La guida ci consiglia di andare a visitare anche la Pieve di Santa Maria in Silvis , il cui portale è dello stesso autore di quello di Santa Maria della Neve. Ci spiega che in anni recenti, durante dei lavori di rifacimento dei pavimenti, è stata trovata una vasca battesimale medievale che a sua volta si è scoperto essere un “riciclo creativo” di un monumento sepolcrale di epoca romana. Incuriositi, dopo qualche minuto di camminata in salita ci troviamo davanti alla scalinata che conduce a Santa Maria in Silvis. Anche in questo caso si indovina una facciata molto più colorata di quella di oggi, seppur affascinante proprio per i tanti anni di Storia e intemperie che l’hanno via via sbiadita. Non entriamo in chiesa per non disturbare la messa in corso, ma girando intorno all’edificio troviamo una piccola cappella con sette teschi esposti in una teca. Anche loro sono stati ritrovati per caso, durante la costruzione della strada che da Pisogne porta alle sue frazioni. Chissà quanti altri segreti si celano, sotto questo terreno!
Torniamo verso la parte bassa del paese passando dal parco comunale, un giardino molto curato e silenzioso, e attraversando i vialetti fiancheggiati da grandi alberi ci ritroviamo in un attimo alla chiesa Parrocchiale di Santa Maria Assunta, dove entriamo solo per sbirciare gli stucchi settecenteschi sul verde pastello delle pareti e l’organo dei fratelli Serassi.

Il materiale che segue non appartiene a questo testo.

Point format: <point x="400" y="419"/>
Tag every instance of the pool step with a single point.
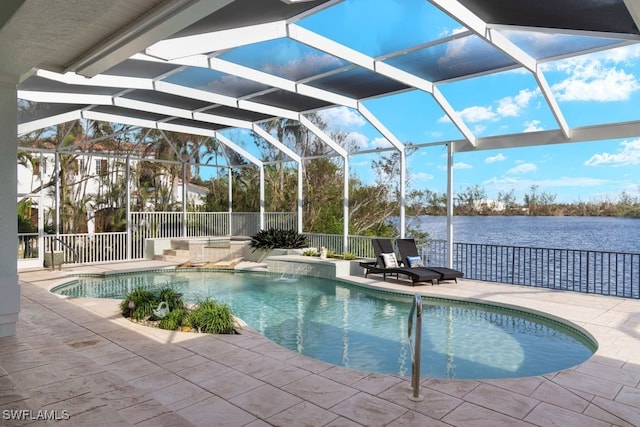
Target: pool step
<point x="173" y="255"/>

Dal sagrato della chiesa, in posizione sopraelevata, si scorge l’edificio giallo e porticato del Torrazzo, che si trova proprio di fronte alla Torre del Vescovo ma in precedenza avevamo quasi ignorato, presi dalla faccenda delle streghe. Ora invece ci fermiamo a leggere il pannello esplicativo, per scoprire che qui abitò il bandito Giorgio Vicario, che a inizio Settecento spadroneggiava a Pisogne. «Streghe, banditi… che posto, Pisogne!», ride Marco.
Passeggiando tra le vie pedonali, dove un sole sempre più basso scalda le pareti colorate delle case e i loro terrazzini fioriti, ci troviamo davanti a un edificio interamente coperto di rampicanti rossicci. Si tratta dell’antica Tipografia Soardi, fondata alla fine del XIX secolo: un’attività storica che ha svolto un ruolo importante nella diffusione della cultura nella zona. Svoltiamo a sinistra lungo la stretta via Torcolo, che prende il nome dai torchi per la spremitura delle vinacce che si trovavano proprio qui. Le installazioni dell’artista Cambi a forma di lisca di pesce, che ricordano l’inesorabile passare del tempo, ci conducono fino a Piazza Berlai e al centro storico Colaela, dove restiamo piacevolmente stupiti dalle installazioni molto particolari e dall’atmosfera che si respira tra queste vie.
Indecisi se dirigerci verso Hogwarts o Atlantide, optiamo infine per il lungolago di Pisogne, e devo ammettere che nella luce del tardo pomeriggio autunnale non ha nulla da invidiare ai luoghi fantastici sopra citati. Poche persone passeggiano con tranquillità, godendosi in silenzio il sole che cala dietro le montagne scure e colora di rosa il cielo striato di nuvole. «Ѐ l’ora dell’aperitivo?», chiedo attirata da un tintinnio di calici che proviene un bar affacciato sul lago. «O forse è l’ora delle streghe?».